The Queen Anne revival has not yet given us any counterpart of the delightful canopied doorways of which there are a few yet surviving in London. That tranquil corner of old Westminster, Queen Anne’s Gate, contains some eight or ten genuinely antique specimens. The workmanship is so good that for 200 years they have braved wind and weather triumphantly, and the quaint grotesque faces above the windows smile back a confident message that if left alone they can last 200 years more.
The statue of Queen Anne close by is the one which, according to local testimony, was for many years endowed with the property of coming to life for one hour every year at the anniversary of her death.
Several beautiful examples of doorways may be seen in the City, two of the best are to be found in Lawrence Pountney Hill, Cannon Street. One feels a thrill of anxiety every time we pass lest they should have vanished.
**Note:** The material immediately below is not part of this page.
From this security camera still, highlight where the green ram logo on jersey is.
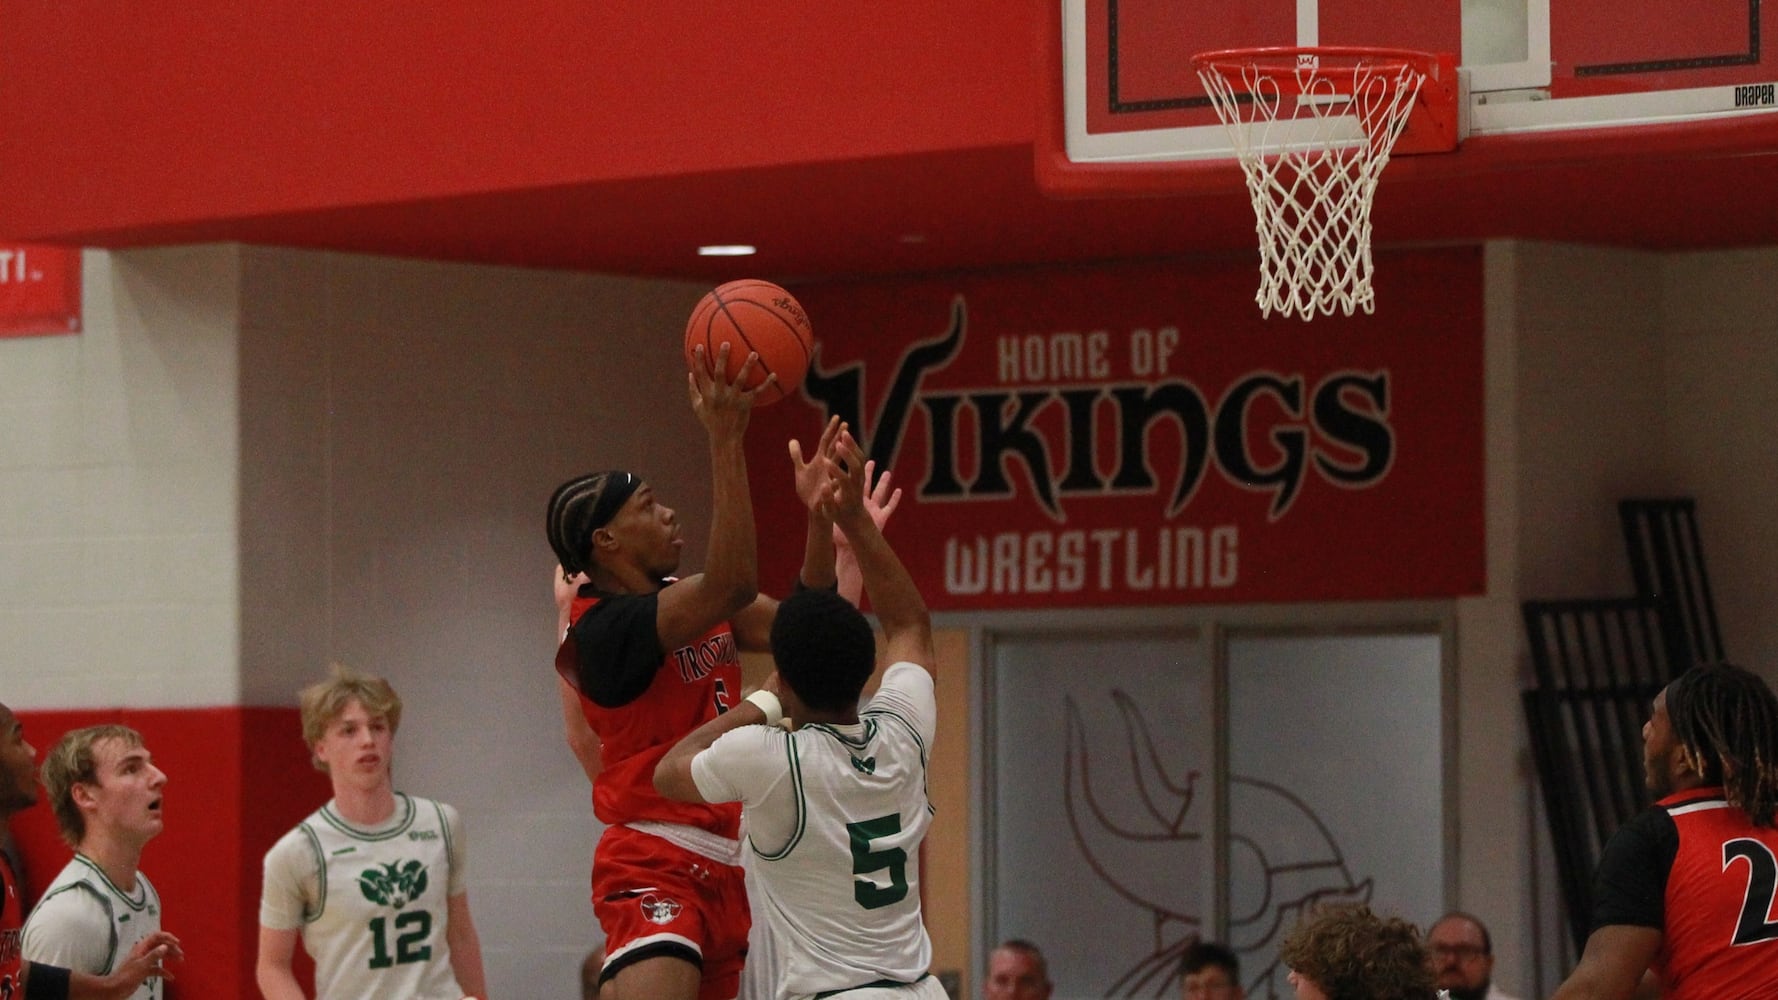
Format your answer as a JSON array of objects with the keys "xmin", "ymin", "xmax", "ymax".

The evil eye of the demon of destruction could not kill them however, for they would be sure to be re-incarnated in the direction of Wardour Street. Their date in bold relief is 1703.
Nearly opposite to these old houses is the ancient graveyard of the Church of St. Lawrence Pountney destroyed in the Fire of London and not re-built. Anne Clarges who became the Duchess of Albemarle, was the daughter of a blacksmith in Drury Lane, and was married here in 1632 to one Thomas Radford, a farrier. Twenty years later (Radford having disappeared in the meantime in consequence of domestic squabbles with his shrewish wife) General Monk led the terrible Anne to the Altar of St. George’s, Southwark.
Pepys calls her a “very ill-looking woman and a dowdy.” However she did not allow her lack of style to interfere with her ambitious designs, for she very soon became her husband’s master and is generally supposed to have played a considerable part in arranging the negotiations which ultimately led to the restoration of Charles II. who afterwards created Monk Duke of Albemarle. He and his termagent Duchess are buried in Henry VII. Chapel, Westminster Abbey. The validity of Monk’s marriage to Anne Clarges was the subject of the celebrated law-suit between the representatives of the families of Monk and Clarges.
In Little Trinity Lane, behind the Mansion House Station, another very pleasing and effective doorway may be found. It is that of the Paper Stainers’ Hall, and has carved garlands of flowers and fruit and a shield bearing the arms of the company.
Whittington’s almshouse on College Hill must not be forgotten in this connection. The doorway of the ancient almshouse, occupied until a few years back by the Mercers’ School fortunately still survives.
The doorway of the Brewers’ Hall in Addle Street is excellent, and the hall contains some interesting portraits and very good stained glass and wood carving. The Hall can generally be seen by application to the clerk.
Whittington had a quaint dispute with the Brewers’ Company in 1422 for selling dear ale. The Company was convicted and fined £2o, and the masters were ordered to be imprisoned until the fine was paid.